Is there a way to sample three products from the set of products without replacement and to do so multiple times in a way that each product gets rated 20 times?

We can use the mpg dataset from the ggplot2 package for demonstration purposes. The mpg dataset has 38 distinct car models in it. I can sample three car models from the dataset. Would you happen to know how I can do this approximately 246 more times, ensuring that each car model is sampled 20 times?

library(tidyverse)
# get a character vector of 38 distinct car models from the mpg dataset
mpg %>%
distinct(model) %>%
pull(model) ->
car_model
# sample three car models without replacement
sample(
x = car_model,
size = 3,
replace = FALSE
)

I don't have any intuitive solution and I also think that there is no obvious solution here. Below is one approach you can take:

library(tidyverse)
#> Registered S3 methods overwritten by 'ggplot2':
#> method from
#> [.quosures rlang
#> c.quosures rlang
#> print.quosures rlang
# get a character vector of 38 distinct car models from the mpg dataset
mpg %>%
distinct(model) %>%
pull(model) ->
car_model
take_one <- function(bags){
car_tbl <- bags %>%
dplyr::sample_n(size = 3, weight = times) %>%
dplyr::mutate(taken = 1) %>%
dplyr::select(car, taken)
bags <- bags %>%
dplyr::left_join(car_tbl, by = "car") %>%
tidyr::replace_na(replace = list(taken = 0)) %>%
dplyr::mutate(times = times - taken) %>%
dplyr::select(car, times)
list(cars = car_tbl %>% dplyr::pull(car), bags = bags)
}
bags <- tibble::tibble(car = car_model, times = 20)
choices <- rep(NA, 255)
for(i in seq_along(choices)) {
res <- take_one(bags)
choices[i] <- list(res[["cars"]])
bags <- res[["bags"]]
}
#> Error in sample.int(n(), check_size(~3, n(), replace = replace), replace = replace, : too few positive probabilities
choices %>% purrr::flatten_chr() %>% table()
#> .
#> 4runner 4wd a4 a4 quattro
#> 20 20 20
#> a6 quattro altima c1500 suburban 2wd
#> 20 20 19
#> camry camry solara caravan 2wd
#> 20 20 20
#> civic corolla corvette
#> 20 20 20
#> dakota pickup 4wd durango 4wd expedition 2wd
#> 20 20 20
#> explorer 4wd f150 pickup 4wd forester awd
#> 20 20 20
#> grand cherokee 4wd grand prix gti
#> 20 20 20
#> impreza awd jetta k1500 tahoe 4wd
#> 20 20 20
#> land cruiser wagon 4wd malibu maxima
#> 20 20 20
#> mountaineer 4wd mustang navigator 2wd
#> 20 20 20
#> new beetle passat pathfinder 4wd
#> 20 20 20
#> ram 1500 pickup 4wd range rover sonata
#> 20 20 20
#> tiburon toyota tacoma 4wd
#> 20 20

^{Created on 2019-05-22 by the reprex package (v0.3.0)}

Basically, take_one is a function that takes in a tibble with bags (i.e., each model starts with a bag of 20 which is the maximum number this model can be chosen). The function takes three cars and modifies bags to decrement times in corresponding rows.
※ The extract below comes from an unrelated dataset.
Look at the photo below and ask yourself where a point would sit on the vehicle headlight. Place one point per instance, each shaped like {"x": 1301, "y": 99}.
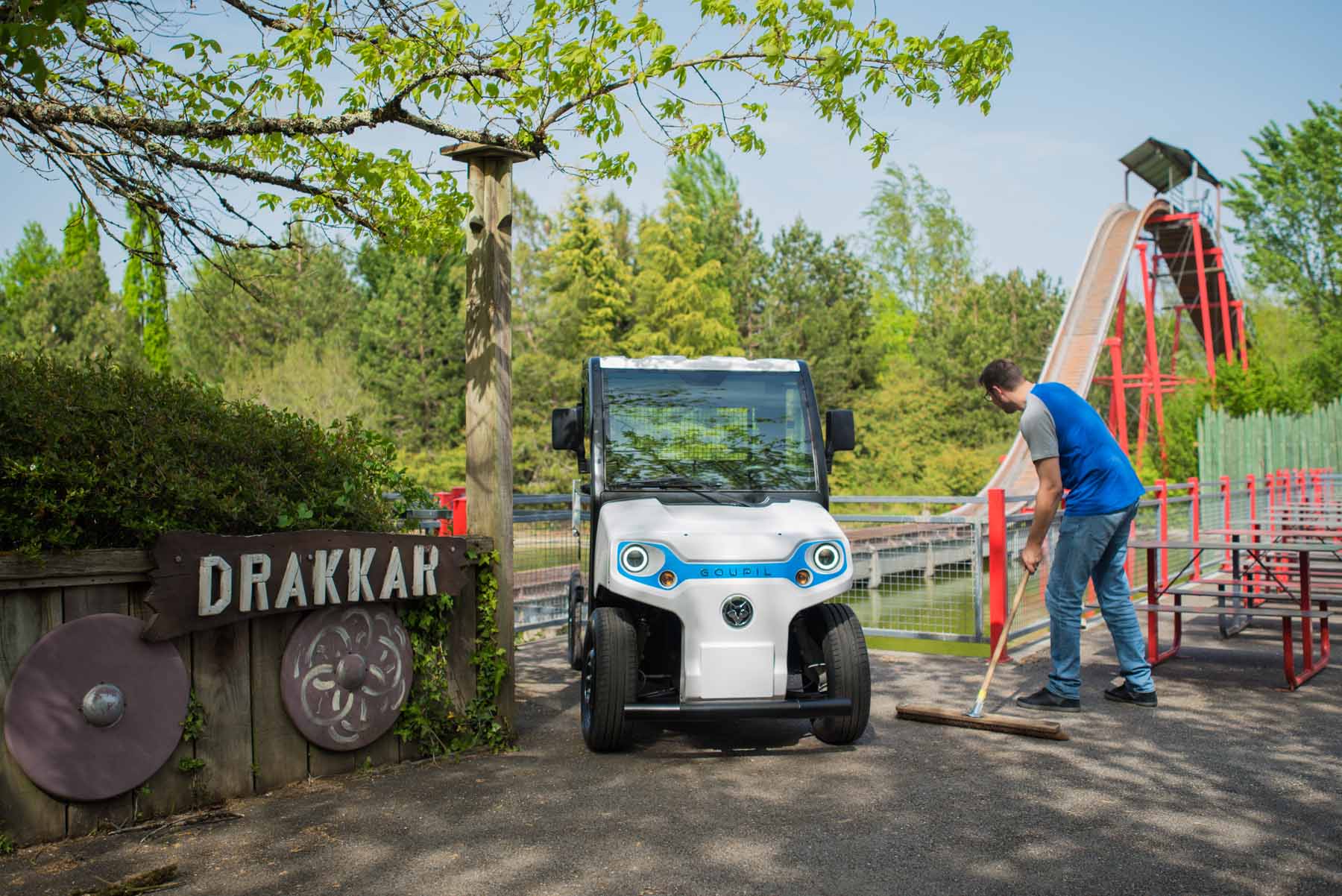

You then iteratively go over 250 people and create 3 choices for each person to rate. The error is there because at some point you have a situation where you want to pick 3 things, but you only have 2 rows left (since 247 is not divisible by 3). But good thing is that you'll still get your choices object that you can then use.